Serving Clovis, Portales and the Surrounding Communities

Senator: Project timing wrong

U.S. Sen. Pete Domenici told members of the Eastern New Mexico Rural Water Authority last week that he will not support federal funding of the Ute Water Project for at least two years, an ENMRWA official said Wednesday.

Portales Mayor Orlando Ortega said Domenici told ENMRWA members — who were in Washington, D.C., last week lobbying for Congressional support of the project — the timing was not right.

Rep. Tom Udall, D-N.M., has introduced in the U.S. House of Representatives a companion bill to the project authorization bill introduced by U.S. Sen. Jeff Bingaman, D-N.M., in early June.

Ortega urged board members to not be discouraged, but to “face reality right now.

“We need to look at another game plan to get us through this time, if funding is not authorized in 12 to 24 months,” he said.

Project Manager Scott Verhines said board members have been discussing how to find a combination of local, state and federal funding — between $5 million and $6 million — to get the project through the next two years.

Domenici and U.S. Bureau of Reclamation Commissioner John W. Keys told a Congressional subcommittee on June 17 they will not support a bill authorizing the project to receive federal money at this time.

The ENMRWA board members went to Washington last week to shore up support for the bill. Members of the delegation were Ortega, Tucumcari Mayor Antonio Apodaca, Clovis City Commissioner Catherine Haynes, Tucumcari City Manager Richard Primrose and ENMRWA Project Manager Scott Verhines.

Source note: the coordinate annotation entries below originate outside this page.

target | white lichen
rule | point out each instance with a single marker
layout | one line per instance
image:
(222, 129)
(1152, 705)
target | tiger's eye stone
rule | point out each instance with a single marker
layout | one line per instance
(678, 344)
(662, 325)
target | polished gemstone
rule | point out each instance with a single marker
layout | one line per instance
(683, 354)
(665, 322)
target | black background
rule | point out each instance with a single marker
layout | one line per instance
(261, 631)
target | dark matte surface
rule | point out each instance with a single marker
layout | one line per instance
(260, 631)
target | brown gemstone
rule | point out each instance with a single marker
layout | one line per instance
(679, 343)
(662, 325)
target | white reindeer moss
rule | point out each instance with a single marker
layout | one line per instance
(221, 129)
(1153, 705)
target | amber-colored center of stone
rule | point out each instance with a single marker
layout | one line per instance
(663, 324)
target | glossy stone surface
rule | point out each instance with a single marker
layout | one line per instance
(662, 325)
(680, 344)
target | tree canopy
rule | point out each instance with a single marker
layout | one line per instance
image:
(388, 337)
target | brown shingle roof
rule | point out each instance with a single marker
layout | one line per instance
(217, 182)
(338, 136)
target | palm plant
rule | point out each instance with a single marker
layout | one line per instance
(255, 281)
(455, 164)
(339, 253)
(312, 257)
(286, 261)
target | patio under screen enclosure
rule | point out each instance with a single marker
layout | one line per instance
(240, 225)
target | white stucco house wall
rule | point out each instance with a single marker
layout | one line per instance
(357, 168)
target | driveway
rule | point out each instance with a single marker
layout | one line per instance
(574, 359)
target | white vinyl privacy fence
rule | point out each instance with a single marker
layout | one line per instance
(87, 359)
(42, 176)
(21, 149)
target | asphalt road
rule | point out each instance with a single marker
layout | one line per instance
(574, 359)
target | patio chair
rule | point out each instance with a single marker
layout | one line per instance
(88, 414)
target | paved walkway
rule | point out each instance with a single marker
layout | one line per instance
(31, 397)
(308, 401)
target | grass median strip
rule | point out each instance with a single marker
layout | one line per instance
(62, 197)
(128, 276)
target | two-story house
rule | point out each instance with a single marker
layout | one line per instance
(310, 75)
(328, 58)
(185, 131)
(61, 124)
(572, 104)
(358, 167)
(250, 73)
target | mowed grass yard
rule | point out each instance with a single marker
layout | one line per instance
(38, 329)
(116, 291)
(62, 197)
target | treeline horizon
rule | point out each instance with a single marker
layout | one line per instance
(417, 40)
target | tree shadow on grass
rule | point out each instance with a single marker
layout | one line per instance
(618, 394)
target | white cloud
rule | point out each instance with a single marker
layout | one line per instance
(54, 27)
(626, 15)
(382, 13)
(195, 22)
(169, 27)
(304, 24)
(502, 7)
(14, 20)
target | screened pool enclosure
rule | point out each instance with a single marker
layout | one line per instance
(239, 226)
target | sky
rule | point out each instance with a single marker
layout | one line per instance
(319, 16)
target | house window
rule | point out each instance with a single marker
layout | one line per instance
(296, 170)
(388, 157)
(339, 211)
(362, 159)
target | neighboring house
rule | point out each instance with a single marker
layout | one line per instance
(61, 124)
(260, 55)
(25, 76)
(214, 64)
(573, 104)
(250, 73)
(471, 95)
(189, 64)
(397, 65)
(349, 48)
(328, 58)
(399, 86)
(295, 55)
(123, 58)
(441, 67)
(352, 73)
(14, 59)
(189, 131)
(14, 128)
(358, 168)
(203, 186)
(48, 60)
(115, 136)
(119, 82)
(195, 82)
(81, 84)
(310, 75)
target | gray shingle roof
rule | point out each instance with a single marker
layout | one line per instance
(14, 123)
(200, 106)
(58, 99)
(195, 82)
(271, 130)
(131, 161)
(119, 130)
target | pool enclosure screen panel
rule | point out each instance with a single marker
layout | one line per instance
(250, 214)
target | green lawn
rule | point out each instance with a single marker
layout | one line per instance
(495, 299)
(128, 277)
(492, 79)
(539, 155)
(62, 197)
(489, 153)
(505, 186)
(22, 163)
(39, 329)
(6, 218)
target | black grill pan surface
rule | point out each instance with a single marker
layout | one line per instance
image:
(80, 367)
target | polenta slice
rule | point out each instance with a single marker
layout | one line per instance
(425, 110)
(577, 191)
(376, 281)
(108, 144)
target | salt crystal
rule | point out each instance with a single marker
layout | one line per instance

Ortega said Domenici’s aide Nate Gentry told them Congress may not have the money to fund the project at this time.

“The war in Iraq has put a twist on things throughout the country,” Ortega said.

Bingaman and Michael Connor, Democratic counsel to the Senate’s Energy and Natural Resources Committee, cited two concerns about the bill, he said.

They said one concern is the 80 percent federal funding requested for the project. Connor said the federal government has only funded three projects at more than 75 percent since 2000.

The second concern is Bureau of Reclamation objections to funding water treatment projects in Tucumcari and Logan as part of the Ute Water Project. Keys told a Senate subcommittee the bureau does not fund waste water treatment projects.

Haynes said she went to Washington hoping to change Domenici’s mind.

“But, it was obvious he has his mind made up,” she said.

She also said the Iraq war and the federal deficit are playing key roles in the lack of funds.

Haynes said one argument for authorizing the Ute Water Project is that New Mexico’s base realignment and closure committee has stated one criteria for keeping Cannon Air Force Base open is the availability of a reliable source of water.

Primrose said the group told Congressional delegates Tucumcari and Logan plan to move forward on their water treatment projects and will look for other sources of funding for them.

But Bureau of Reclamation representative Miguel Rocha said the bureau makes exceptions to its rule against funding waste water treatment projects. The bureau built and owned a waste water treatment project in Arbuckle, Okla., he said.

Verhines said his reading of Domenici’s remarks was that Domenici still supports the project, but wants to know where its funding will come from to support it.

In other business:

• The board voted to send a letter to the Ute Water Commission recommending the commission sign a contract with the New Mexico Interstate Stream Commission to buy water for the Ute Water Project at a graduated rate of payment. The payments would start low and increase over a 40-year period.

The contract will obligate communities to find the money to pay for the water, but the Ute Water Project must start paying for the water by Dec. 31, 2006, or risk losing it, Verhines said.

ISC representative Doug Murray told the board the ISC will not negotiate to extend the ENMRWA’s reservation of the water past the 2006 deadline.

“The ISC’s position is to move the project forward or we have other options.” he said. “We’ve been approached by other communities and we could move the water to Pecos River or to communities upstream on the Canadian River,” he said.

Kevin Powers, of the financial consultant Dain Rauscher, said he has finished a study of project communities’ financial capabilities and will deliver a report to each community within the next two weeks.

Powers said he has found no “fatal flaws” in the communities’ abilities to fund the project. But, adjustments will be needed, especially in smaller communities, which will have to sharply increase their revenues to pay their shares. Operation and maintenance costs continue to be the most significant part of the communities’ financial needs, he said.